When asked what mass Bitcoin adoption might look like in the future, in terms of the growth of the mining industry, Harper explained the following:
“It will only be a matter of time before they start incorporating Bitcoin into their stacks. I think when things get interesting in terms of mining as an industry because if you have energy producers and people who own Bitcoin energy mining, it makes it very difficult for people who don’t have These assets eventually turn a profit because you will see the hash rate, which is actually trading in the lag. Ultimately, you can imagine a future where only energy producers and those who have invested with or joined energy producers can make profits from their bitcoin mining.”
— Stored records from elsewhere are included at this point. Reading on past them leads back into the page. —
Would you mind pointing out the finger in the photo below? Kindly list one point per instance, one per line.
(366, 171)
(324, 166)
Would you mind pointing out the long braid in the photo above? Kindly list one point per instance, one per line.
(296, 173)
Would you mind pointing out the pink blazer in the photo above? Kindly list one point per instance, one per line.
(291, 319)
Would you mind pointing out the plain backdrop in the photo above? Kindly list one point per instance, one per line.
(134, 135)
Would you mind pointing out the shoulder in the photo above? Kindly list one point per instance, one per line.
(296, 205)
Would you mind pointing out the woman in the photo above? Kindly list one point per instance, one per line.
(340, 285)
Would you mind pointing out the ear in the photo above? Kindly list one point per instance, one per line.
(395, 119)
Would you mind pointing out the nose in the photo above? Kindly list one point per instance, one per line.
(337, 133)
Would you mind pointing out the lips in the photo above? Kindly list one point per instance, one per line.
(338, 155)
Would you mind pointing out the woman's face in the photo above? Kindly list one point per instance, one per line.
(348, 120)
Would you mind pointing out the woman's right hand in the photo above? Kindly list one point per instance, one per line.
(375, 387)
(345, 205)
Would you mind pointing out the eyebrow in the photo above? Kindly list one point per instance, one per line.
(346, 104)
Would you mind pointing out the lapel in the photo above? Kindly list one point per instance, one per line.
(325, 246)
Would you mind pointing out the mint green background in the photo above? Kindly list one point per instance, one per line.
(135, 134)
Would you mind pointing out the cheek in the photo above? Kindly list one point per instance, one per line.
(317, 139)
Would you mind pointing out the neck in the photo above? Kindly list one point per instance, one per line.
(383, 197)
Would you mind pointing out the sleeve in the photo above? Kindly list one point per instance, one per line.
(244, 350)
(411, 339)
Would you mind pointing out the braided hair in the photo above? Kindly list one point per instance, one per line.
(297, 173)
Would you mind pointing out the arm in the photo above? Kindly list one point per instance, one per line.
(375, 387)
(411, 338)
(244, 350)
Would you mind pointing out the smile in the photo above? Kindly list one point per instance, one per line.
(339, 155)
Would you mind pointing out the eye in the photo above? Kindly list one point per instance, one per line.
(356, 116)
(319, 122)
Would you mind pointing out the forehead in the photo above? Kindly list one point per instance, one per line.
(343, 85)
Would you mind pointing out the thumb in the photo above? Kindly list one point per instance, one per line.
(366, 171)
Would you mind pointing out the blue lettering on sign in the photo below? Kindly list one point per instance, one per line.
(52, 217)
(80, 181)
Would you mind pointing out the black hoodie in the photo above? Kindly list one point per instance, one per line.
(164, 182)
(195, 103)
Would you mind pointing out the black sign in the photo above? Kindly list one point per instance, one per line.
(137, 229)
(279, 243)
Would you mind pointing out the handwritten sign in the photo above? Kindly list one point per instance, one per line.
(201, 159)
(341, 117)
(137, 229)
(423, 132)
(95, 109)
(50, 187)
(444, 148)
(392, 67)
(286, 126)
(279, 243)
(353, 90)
Regulation and the growing desire for self-reservation will lead to the growth of the Bitcoin Lightning Network
The two analysts agreed that while it may take a few years, the potential for Bitcoin’s second layer growth is bright. Burnett predicted that “over time, more and more people will learn to demand the final settlement of their bitcoins, which means that more people will keep their private keys.”
According to Burnett:
“If Bitcoin adoption increases by 100x or 1000x, there will be a lot of competition for scarce block space and the on-chain fees will likely go up just because people will demand more settlement, more stability on the base layer. But the space for the block to settle on the base layer is constant.” So a higher chain fee will essentially provide, in my opinion, the liquidity of the Lightning Channel that is already available and open. It will make it more valuable.”
Harper wholeheartedly agreed and added that, in his view, the Lightning Network “would be the thing that would allow Bitcoin to be used as a medium of exchange around the world and also, as Jack Mallers said, it’s something that could sort of separate Bitcoin, the parent from Bitcoin, the network.” Payment in a way that is already scalable.”